Track 5 (Evaluation, safety & quality) covers RAGAS, LLM-as-judge, CI gates, and regression alerts when embedding model or chunk strategy changes. Wire recall@5 in CI now—even a 10-row golden set catches catastrophic index regressions.
“How do you evaluate RAG?” — Separate retrieval vs generation; report Recall@K and MRR on labeled chunk IDs; use answer correctness only after retrieval passes; run evals on every index deploy; sample production queries with chunk IDs logged for human review.
Teams that ship RAG without golden sets discover regressions from user tweets, not dashboards. Perplexity-style products invest heavily in offline eval + online thumbs-down tied to retrieved URLs—copy that feedback loop early.
LLM-as-judge evals are fast to author but can favor verbose answers and correlate with the judge model’s biases. Use deterministic checks (recall, substring, JSON schema) for CI; use judges for exploratory analysis and spot checks.

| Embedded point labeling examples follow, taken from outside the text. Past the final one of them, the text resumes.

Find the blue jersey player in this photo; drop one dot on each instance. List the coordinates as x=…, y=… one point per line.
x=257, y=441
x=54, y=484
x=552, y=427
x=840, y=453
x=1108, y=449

What this looks like in production
A notebook that answers three questions is a spike. Production RAG is a service with versioned indexes, ACL-aware retrieval, structured logs, citations users can verify, and eval gates on every deploy.
Architecture sketch
Client → RAG API → (optional query rewrite) → embed → vector store with metadata filters → rerank → prompt builder → LLM gateway → response with citations. Ingest runs asynchronously: webhook or cron → parse → chunk → embed → upsert → alias flip to new index version.
Logging (every query)
| Field | Why |
|---|---|
| request_id, user_id (hashed) | Trace bad sessions; support replay |
| index_version, embedding_model | Debug regressions after deploy |
| retrieved_chunk_ids, scores | Retrieval debugging without storing full docs |
| prompt_tokens, completion_tokens | Cost allocation per tenant/feature |
| latency_ms embed / retrieve / llm | SLO dashboards; find bottlenecks |
| citation_map | UI link-backs; eval citation accuracy |
Citations in the UI
Return structured citations alongside markdown: { "chunk_id", "title", "source_uri", "snippet" }. Users trust answers they can click—legal and support teams require it. Never claim a citation that was not in the retrieved set (validate in post-processing).
ACL preview
Apply tenant and role filters inside the vector query, not by retrieving everything and filtering in app code. Store allowed_roles or tenant_id on each chunk at ingest; pass the caller’s claims into where clauses (pgvector JSONB, Pinecone metadata filters, etc.). Guide 6 covers propagating ACL changes when source docs move or permissions change.
Post-filtering top-K results after ANN search. If forbidden docs rank in top-K but get stripped, you may return fewer than K chunks—or zero—and the model hallucinates from thin context. Over-fetch (top 50) then ACL-filter only works if enough allowed chunks remain; better to push filters into the index query.
Production readiness checklist
- Golden question set with Recall@5 ≥ target (e.g. 0.85) in CI
- Index versioning + rollback (blue/green alias swap)
- Embedding model version pinned; full re-index runbook documented
- ACL metadata on every chunk; filters tested with forbidden-doc cases
- Citations returned to client; spot-check citation ↔ chunk alignment weekly
- Structured logs with chunk IDs; PII policy for question text
- Context token budget capped; rerank before stuff
- “Don’t know” path when retrieval scores below threshold
- Rate limits and timeouts on embed + LLM; fallback message on failure
- Human escalation for low-confidence or high-stakes categories
Budget RAG as: (queries × embed_cost) + (queries × avg_context_tokens × llm_input_price) + output. Re-index cost spikes when you re-embed whole corpus on small doc edits—incremental ingest (Guide 6) pays for itself quickly at >10K docs.
Ship an internal “retrieval debugger” page: paste question → see ranked chunks with scores and highlighted spans. Support engineers fix bad answers in minutes instead of filing vague “AI wrong” tickets.
Enterprise copilots gate launches on recall metrics and legal review of citation UX—not on demo sparkle. Plan two weeks of eval hardening after the first working prototype; that is normal, not delay.